POST-EFFECTIVE AMENDMENT NO. 1 TO FORM S-3

REGISTRATION STATEMENT

Under

THE SECURITIES ACT OF 1933

 

 

Monarch Financial Holdings, Inc.

(Exact name of registrant as specified in its charter)

 

Virginia   20-4985388

(State or other jurisdiction of

incorporation or organization)

 

(I.R.S. Employer

Identification No.)

 

 

1435 Crossways Blvd.

Chesapeake, Virginia 23320

(757) 389-5111

(Address, including zip code, and telephone number, including area

code, of registrant’s principal executive office)

 

 

Clyde E. McFarland, Jr.

Senior Executive Vice President and Chief Financial Officer

TowneBank

5716 High Street

Portsmouth, Virginia 23703

(757) 638-7500

(Name, address, including zip code, and telephone number,

including area code, of agent for service)

 

 

Copies to:

Scott H. Richter, Esq.

LeClairRyan, A Professional Corporation

919 East Main Street

24th Floor

Richmond, Virginia 23219

(804) 783-2003

 

 

Approximate Date of Commencement of Proposed Sale to the Public: Not applicable.

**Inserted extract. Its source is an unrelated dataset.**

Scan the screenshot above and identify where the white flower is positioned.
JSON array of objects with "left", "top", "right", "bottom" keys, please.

If the only securities being registered on this Form are being offered pursuant to dividend or interest reinvestment plans, please check the following box.     x

If any of the securities being registered on this Form are to be offered on a delayed or continuous basis pursuant to Rule 415 under the Securities Act of 1933, other than securities offered only in connection with dividend or interest reinvestment plans, check the following box.     ¨

If this Form is filed to register additional securities for an offering pursuant to Rule 462(b) under the Securities Act, please check the following box and list the Securities Act registration statement number of the earlier effective registration statement for the same offering.     ¨

If this Form is a post-effective amendment filed pursuant to Rule 462(c) under the Securities Act, check the following box and list the Securities Act registration statement number of the earlier effective registration statement for the same offering.     ¨

If this Form is a registration statement pursuant to General Instruction I.D. or a post-effective amendment thereto that shall become effective upon filing with the Commission pursuant to Rule 462(e) under the Securities Act, check the following box.     ¨

If this Form is a post-effective amendment to a registration statement filed pursuant to General Instruction I.D. filed to register additional securities or additional classes of securities pursuant to Rule 413(b) under the Securities Act, check the following box.     ¨

Indicate by check mark whether the registrant is a large accelerated filer, an accelerated filer, a non-accelerated filer, or a smaller reporting company. See the definitions of “large accelerated filer,” “accelerated filer” and “smaller reporting company” in Rule 12b-2 of the Exchange Act. (Check one):

 

Large accelerated filer   ¨    Accelerated filer   þ
Non-accelerated filer   ¨    Smaller reporting company   ¨
(Do not check if a smaller reporting company)     

 

 

 


EXPLANATORY NOTE

This Post-Effective Amendment No. 1 relates to the following Registration Statement on Form S-3 (the “Registration Statement”):

 

    Registration Statement No. 333-180993, pertaining to the registration of 500,000 shares of Monarch Financial Holdings, Inc. common stock in connection with the Monarch Financial Holdings, Inc. Dividend Reinvestment and Stock Purchase Plan.

On June 24, 2016, pursuant to the Agreement and Plan of Reorganization, dated as of December 16, 2015, by and among TowneBank, Monarch Financial Holdings, Inc. (“Monarch”) and Monarch Bank, and a related Plan of Merger, Monarch was merged with and into TowneBank (the “Merger”). As a result of the Merger, Monarch ceased to exist as of 5:02 p.m. on June 24, 2016.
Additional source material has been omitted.